Vitale v. Hostetter

Proceeding pursuant to article 78 of the Civil Practice Law and Rules, to annul a determination of the respondent State Liquor Authority, made October 8, 1963 after a hearing, which disapproved the petitioners’ application for a restaurant liquor license. By order of the Supreme Court, Kings County, made December 27, 1963, pursuant to statute (CPLR 7804, subd. [g]), the proceeding has been transferred to this court for determination. Determination annulled, without costs; and respondent directed to issue forthwith such license to petitioners. For over 30 years the petitioners’ store has been operated as a restaurant. While the restaurant is small, it has an experienced chef, a well-kept, sufficient and modernized kitchen, and serves an Italian cuisine with a variety of more than 50 items of food cooked on order. At a counter devoted to service of food, there are 8 fixed and permanent stools. These are separated by a modern cash register and metal barrier from another 8 fixed and permanent stools in the front and at the “elbow” of a bar devoted to the sale of beer.
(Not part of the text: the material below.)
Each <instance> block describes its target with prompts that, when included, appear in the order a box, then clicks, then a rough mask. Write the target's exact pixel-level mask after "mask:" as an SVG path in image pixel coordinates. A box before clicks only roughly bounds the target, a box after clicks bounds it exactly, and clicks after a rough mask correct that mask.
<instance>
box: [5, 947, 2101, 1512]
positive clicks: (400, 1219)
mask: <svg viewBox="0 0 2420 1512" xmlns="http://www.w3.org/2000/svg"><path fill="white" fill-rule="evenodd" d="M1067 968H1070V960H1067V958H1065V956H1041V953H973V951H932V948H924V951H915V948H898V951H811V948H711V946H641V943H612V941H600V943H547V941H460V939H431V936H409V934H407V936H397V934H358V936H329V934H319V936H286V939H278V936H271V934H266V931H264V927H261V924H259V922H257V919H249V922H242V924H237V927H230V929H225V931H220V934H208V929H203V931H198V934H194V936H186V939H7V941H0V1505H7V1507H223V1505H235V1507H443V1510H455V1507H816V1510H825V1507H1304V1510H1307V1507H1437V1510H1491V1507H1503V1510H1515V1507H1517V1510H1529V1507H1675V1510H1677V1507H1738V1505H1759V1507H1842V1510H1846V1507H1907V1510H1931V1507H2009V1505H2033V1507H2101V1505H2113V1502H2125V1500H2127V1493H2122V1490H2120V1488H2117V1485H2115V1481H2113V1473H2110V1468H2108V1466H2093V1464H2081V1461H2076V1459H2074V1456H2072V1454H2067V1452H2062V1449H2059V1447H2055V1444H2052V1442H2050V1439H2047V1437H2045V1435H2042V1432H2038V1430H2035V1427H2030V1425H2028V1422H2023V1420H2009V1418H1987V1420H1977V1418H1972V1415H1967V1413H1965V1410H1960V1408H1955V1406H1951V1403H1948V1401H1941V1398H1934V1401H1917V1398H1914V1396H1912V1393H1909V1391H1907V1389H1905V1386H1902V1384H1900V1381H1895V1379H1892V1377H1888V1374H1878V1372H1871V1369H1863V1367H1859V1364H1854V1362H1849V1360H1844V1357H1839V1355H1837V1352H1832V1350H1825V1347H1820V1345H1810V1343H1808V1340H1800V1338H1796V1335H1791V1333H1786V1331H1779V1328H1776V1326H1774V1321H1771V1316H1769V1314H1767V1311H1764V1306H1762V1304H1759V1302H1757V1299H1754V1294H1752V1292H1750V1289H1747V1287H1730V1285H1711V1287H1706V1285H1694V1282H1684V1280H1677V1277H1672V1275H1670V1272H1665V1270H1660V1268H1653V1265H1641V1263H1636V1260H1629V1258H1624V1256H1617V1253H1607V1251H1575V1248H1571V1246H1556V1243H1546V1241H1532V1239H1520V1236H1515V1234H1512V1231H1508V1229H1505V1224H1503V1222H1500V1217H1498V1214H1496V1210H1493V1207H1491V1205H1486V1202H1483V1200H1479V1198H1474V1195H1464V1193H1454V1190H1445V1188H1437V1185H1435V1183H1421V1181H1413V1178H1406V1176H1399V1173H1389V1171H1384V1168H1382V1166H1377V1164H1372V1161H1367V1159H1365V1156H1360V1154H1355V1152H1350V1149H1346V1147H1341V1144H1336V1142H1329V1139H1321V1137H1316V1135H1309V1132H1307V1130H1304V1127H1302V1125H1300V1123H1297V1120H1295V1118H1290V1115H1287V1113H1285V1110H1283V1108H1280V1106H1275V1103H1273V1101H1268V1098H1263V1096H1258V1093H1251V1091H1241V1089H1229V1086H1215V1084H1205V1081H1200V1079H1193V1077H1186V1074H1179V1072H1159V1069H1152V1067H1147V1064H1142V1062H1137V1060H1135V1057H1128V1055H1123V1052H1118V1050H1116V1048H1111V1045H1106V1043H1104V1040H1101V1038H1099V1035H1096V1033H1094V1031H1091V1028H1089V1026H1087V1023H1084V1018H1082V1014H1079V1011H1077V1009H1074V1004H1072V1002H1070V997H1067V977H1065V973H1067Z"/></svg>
In addition, there are tables accommodating 26 other patrons. The recommendation of the hearing officer was to grant the application. In rejecting such recommendation, the Authority concluded, without any proof, that the establishment was not a bona fide restaurant (Matter of Radigan v. O’Connell, 280 App. Div. 92, mod. 304 N. Y. 396; Matter of Rochesier Colony v. Hostetter, 19 A D 2d 250; Matter of Norton v. O’Connell, 282 App. Div. 744, app. dsmd. 306 N. Y. 843; Matter of 54 Cafe & Rest. v. O’Connell, 274 App. Div. 428, affd. 298 N. Y. 883). This conclusion was buttressed by answering allegations to the effect that the bar would predominate because a patron, upon entering, would be required to go around it to reach the food counter. We regard this circumstance, as well as the fact that in the Summer months of 1963 there were more dollar sales of beer than of food, as of no probative force. Under the circumstances, it must be held that tire Authority’s determination was without any substantial evidence to sustain it and, hence, arbitrary. Ughetta, Acting P. J., Christ, Brennan, Hill and Hopkins, JJ., concur.